I’m trying to decide whether or not to spend $1500-plus so I can attend 2010 South by Southwest (3.12 to 3.20) and in so doing catch the following (which I haven’t yet seen): Bernard Rose‘s Mr. Nice, Michel Gondry‘s The Thorn in the Heart, Alexandre O. Philippe‘s The People vs. George Lucas, Shane MeadowsLe Donk & Scor-zay-zee, Steven Soderbergh‘s And Everything Is Going Fine, Matt Harlock and Paul ThomasAmerican: The Bill Hicks Story, Mike Woolf‘s Man on A Mission, Jacob Hatley‘s Ain’t In It For My Health: A Film About Levon Helm, Mark Landsman‘s Thunder Soul and Daniel Stamm‘s Cotton, as well as the alrready-announced Kick-Ass, Cold Weather, Elektra Luxx, Hubble 3D and The White Stripes: Under Great White Northern Lights.

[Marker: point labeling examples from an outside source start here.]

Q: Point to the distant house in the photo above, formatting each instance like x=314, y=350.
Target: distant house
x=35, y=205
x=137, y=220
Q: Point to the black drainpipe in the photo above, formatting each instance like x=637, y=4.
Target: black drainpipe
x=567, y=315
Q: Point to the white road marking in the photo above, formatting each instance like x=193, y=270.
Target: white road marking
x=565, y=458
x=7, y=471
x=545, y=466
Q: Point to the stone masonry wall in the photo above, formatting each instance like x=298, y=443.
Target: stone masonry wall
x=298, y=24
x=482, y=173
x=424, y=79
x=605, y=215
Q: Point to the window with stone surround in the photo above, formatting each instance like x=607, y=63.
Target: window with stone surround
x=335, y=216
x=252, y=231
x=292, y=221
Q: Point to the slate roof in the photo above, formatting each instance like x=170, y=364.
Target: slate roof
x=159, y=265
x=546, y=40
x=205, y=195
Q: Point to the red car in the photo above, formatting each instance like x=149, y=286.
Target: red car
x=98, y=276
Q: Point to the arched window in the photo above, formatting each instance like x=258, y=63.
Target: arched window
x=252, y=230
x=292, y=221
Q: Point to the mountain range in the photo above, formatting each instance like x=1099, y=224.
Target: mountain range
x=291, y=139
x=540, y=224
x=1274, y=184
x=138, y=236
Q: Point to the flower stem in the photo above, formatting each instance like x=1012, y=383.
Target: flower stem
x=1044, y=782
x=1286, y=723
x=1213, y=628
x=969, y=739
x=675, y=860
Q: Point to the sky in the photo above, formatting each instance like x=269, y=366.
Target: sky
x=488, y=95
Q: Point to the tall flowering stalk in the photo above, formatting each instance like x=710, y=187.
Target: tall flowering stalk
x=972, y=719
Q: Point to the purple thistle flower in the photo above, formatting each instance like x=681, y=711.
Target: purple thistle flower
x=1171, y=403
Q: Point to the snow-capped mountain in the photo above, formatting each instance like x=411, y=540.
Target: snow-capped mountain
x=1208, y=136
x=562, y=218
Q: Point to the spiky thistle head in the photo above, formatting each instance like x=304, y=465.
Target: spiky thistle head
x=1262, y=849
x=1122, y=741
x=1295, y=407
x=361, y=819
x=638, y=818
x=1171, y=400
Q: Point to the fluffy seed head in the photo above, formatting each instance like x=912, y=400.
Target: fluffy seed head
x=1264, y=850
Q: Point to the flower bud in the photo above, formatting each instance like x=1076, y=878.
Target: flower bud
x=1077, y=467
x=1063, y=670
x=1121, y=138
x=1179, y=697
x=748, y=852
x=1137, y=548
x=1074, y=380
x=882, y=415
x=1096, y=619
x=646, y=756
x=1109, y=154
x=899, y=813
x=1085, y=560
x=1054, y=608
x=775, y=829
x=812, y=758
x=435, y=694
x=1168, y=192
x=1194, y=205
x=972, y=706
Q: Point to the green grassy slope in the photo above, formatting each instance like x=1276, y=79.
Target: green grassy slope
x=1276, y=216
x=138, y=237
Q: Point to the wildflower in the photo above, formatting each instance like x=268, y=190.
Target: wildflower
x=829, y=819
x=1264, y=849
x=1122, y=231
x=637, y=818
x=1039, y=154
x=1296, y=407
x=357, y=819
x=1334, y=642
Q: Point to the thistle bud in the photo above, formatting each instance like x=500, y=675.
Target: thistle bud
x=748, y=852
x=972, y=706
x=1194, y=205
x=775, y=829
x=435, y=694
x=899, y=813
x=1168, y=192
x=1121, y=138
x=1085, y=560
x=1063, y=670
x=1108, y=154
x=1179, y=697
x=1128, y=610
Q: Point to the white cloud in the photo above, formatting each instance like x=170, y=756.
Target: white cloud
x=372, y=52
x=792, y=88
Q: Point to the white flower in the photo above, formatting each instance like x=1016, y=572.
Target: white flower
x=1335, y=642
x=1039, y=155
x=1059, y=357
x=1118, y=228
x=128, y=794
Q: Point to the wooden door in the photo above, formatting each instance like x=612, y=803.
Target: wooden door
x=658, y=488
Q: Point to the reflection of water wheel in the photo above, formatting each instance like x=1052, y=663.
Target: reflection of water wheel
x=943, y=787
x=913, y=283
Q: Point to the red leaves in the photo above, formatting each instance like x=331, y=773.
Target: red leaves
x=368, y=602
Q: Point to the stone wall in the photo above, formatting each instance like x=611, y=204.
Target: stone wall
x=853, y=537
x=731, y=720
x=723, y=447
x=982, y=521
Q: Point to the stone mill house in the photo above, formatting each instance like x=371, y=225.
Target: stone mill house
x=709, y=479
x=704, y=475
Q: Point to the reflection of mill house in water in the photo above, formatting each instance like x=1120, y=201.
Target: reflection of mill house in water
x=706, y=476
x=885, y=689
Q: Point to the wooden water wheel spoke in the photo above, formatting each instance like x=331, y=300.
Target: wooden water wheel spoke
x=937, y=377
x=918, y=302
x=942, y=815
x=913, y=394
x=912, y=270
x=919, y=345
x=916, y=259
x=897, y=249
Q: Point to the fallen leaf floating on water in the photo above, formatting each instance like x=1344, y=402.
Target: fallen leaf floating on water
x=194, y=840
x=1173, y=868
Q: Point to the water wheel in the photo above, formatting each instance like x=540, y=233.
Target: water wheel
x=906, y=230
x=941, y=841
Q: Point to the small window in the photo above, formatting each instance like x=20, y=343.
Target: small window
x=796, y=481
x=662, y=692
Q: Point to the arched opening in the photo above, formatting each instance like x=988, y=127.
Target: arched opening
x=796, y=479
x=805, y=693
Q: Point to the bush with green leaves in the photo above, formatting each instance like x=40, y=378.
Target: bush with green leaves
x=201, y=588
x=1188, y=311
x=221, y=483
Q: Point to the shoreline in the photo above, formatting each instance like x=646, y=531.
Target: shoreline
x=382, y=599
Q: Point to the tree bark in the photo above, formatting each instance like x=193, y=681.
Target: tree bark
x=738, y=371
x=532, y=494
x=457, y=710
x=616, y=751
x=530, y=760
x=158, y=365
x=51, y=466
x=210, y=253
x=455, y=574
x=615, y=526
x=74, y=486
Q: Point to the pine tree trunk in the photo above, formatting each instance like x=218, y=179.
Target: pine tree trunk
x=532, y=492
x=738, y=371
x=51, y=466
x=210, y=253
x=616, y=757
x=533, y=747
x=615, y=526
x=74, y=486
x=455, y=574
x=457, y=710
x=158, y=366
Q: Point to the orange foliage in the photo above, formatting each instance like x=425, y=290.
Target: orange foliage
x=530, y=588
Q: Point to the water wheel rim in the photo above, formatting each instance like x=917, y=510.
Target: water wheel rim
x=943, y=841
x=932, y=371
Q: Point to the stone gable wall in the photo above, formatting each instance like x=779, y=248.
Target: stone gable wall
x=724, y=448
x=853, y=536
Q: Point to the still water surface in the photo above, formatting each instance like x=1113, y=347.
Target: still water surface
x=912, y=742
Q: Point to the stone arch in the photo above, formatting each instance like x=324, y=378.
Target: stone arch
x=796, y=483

It may be worth it just to see The People vs. George Lucas. Just after The Phantom Menace opened — more than ten years ago! — I told David Poland in a phone coversation that Lucas was “the devil.” Poland chortled, scoffed. “George Lucas is not the devil, Jeffrey,” he said. He most certainly is, I replied, in the sense that Albert Brooks called William Hurt “the devil” in Broadcast News. Lucas is an embodiment of evil in that he destroyed his own Arthurian mythology and sacrificed the church of millions of Star Wars believers on the altar of commercialism and Jake Lloyd and Jar-Jar Binks action-figures.

Now I have won — the world has caught up to my view. George Lucas is the devil, there’s a SXSW doc about this very point, and Rabbi Dave lacked the foresight to understand the fundamental truth of it.